Record number of migrants cross English Channel in first four months of year
The number of migrants arriving in the UK after crossing the English Channel has set a new record for the first four months of the year.
There have been 8,064 arrivals so far in 2025, including 656 on Saturday, according to provisional Home Office figures.
This is already higher than the 7,567 people who crossed the Channel over January, February, March and April in 2024 – at the time, a record number for that period.
It is also a jump on the 5,946 arrivals in the first four months of 2023, and the 6,691 in the same period in 2022.
The cumulative total for 2025 so far of 8,064 people is up 46% on this point last year as of Saturday (5,517) and 65% higher than at this stage in 2023 (4,899), according to PA news agency analysis of latest data.
The 656 people recorded to have made the journey in 11 boats on Saturday is also the highest number of arrivals on a single day so far this year.
The daily total is still some way off the highest number of daily crossings recorded, which was 1,305 on September 3 2022.
The French coastguard said in a statement 50 people were rescued at sea from various boats where some migrants asked for help on Saturday.
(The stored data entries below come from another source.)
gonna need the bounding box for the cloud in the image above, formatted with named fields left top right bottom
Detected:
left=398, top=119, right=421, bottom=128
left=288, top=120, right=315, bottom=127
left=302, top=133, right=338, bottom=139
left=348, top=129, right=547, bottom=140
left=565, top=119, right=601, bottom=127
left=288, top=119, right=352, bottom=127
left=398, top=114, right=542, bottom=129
All 28 passengers were taken to Calais, in northern France, from one boat that got into difficulty, and 19 people were rescued on another boat while the rest onboard continued their journey.
From another boat, three people were taken to the quayside in Boulogne-sur-Mer, while others on board refused assistance and continued on their way, the coastguard said.
The figures come as the Government has vowed to crack down on people smuggling across the English Channel.
A Home Office spokesperson said: “We all want to end dangerous small boat crossings, which threaten lives and undermine our border security.
“The people-smuggling gangs do not care if the vulnerable people they exploit live or die, as long as they pay and we will stop at nothing to dismantle their business models and bring them to justice.
“That’s why this Government has put forward a serious, credible plan to finally restore order to our asylum system, including tougher enforcement powers, ramping up returns to their highest levels for more than half a decade and a major crackdown on illegal working to end the false promise of jobs used by gangs to sell spaces on boats.”
Shadow home secretary Chris Philp said: “This news underlines what we all knew – Keir Starmer has lost control of our borders.
“This is a national disgrace. Labour clearly never had a plan to stop small boat crossings. Keir Starmer’s pledge to smash the gangs lies in tatters, he’s betrayed Britain and lost control of our borders. The gangs are laughing, the boats keep coming, and taxpayers are left to foot the bill.
“We’ve been failed by a weak Prime Minister more focused on pleasing his human rights lawyer friends than protecting our borders. These crossings are not only illegal, they are unnecessary, as France is a safe country.”